Logical Fallacy dalam bahasa Inggris disamakan dengan Logic Deception, atau dalam bahasa Indonesia berarti logika penipuan, logika yang menipu atau logika tipu muslihat. Disebut demikian karena orang yang terjebak Logical Fallacy dipastikan akan menipu orang dengan argumennya.

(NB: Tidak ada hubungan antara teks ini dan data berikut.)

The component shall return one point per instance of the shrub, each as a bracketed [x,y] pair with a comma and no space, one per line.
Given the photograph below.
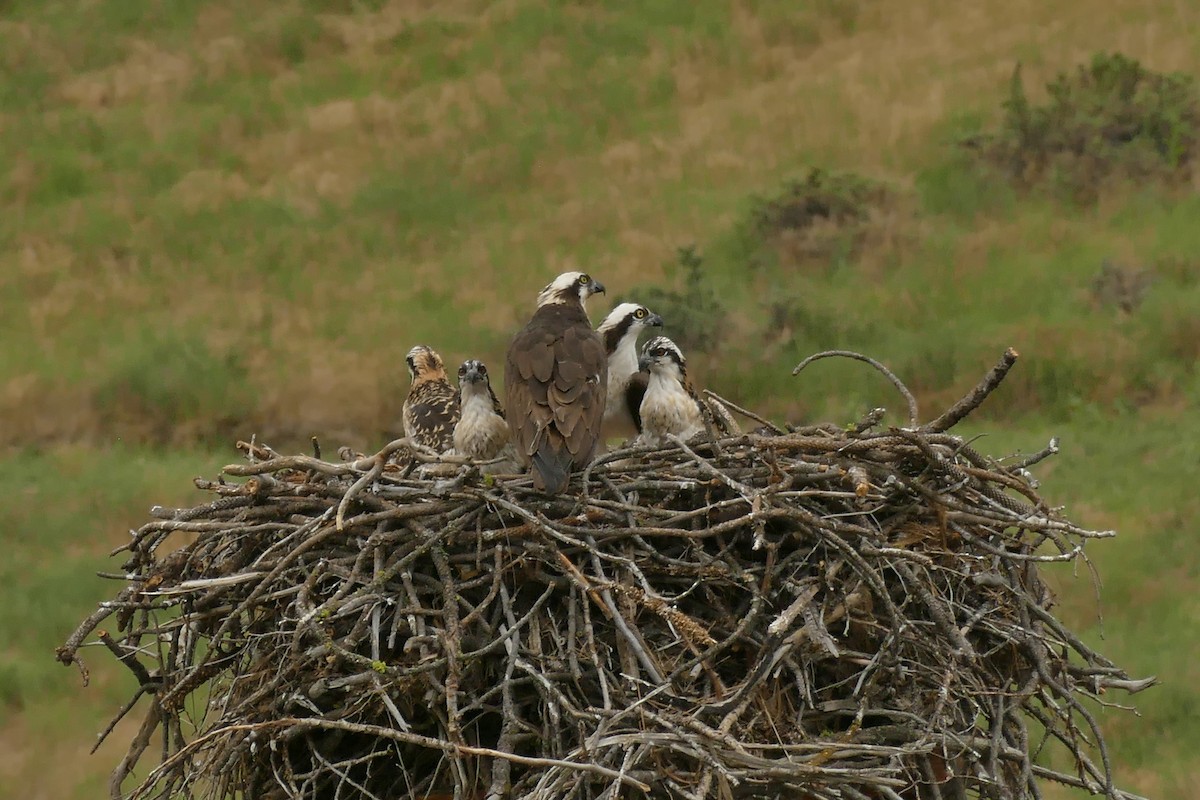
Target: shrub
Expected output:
[1111,118]
[693,313]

Logical Fallacy merupakan kesalahan berpikir, namun tidak semua kesalahan berpikir bisa disebut Logical Fallacy. Setidaknya ada tiga indikator yang menjadi syarat. Pertama, pastinya terdapat kesalahan dalam logika berpikirnya; Kedua, Logical Fallacy diterapkan dalam argumen baik itu argumen logis secara keseluruhan maupun argumen interpretatif; dan ketiga, menipu pendengar.

Sebenarnya, Logical Fallacy sering sekali kita temukan dalam kehidupan sehari-hari, namun kita anggap sebagai hal biasa-biasa saja, mungkin karena belum dipahami, tidak sadar, atau memang sengaja kita maklumi. Bahayanya, kalau kita tidak sadar, Logical Fallacy ini akan membuat menipu, atau tidak sadar bahwa sebenarnya ada yang salah dari alasan itu.

“Wah, badan sudah gemuk yaa…. Sudah sejahtera kayaknya. Kamu sudah jadi orang kaya ya?”

Kalimat sederhana seperti itu sering kita temukan adalah contoh kecil Fallacy. Dalam logika kalimat itu; kaya dan sejahtera itu badannya gemuk, dan kalau orang memiliki badan gemuk berarti orang tersebut kaya dan sejahtera. Padahal kan belum tentu, meski kebanyakan demikian.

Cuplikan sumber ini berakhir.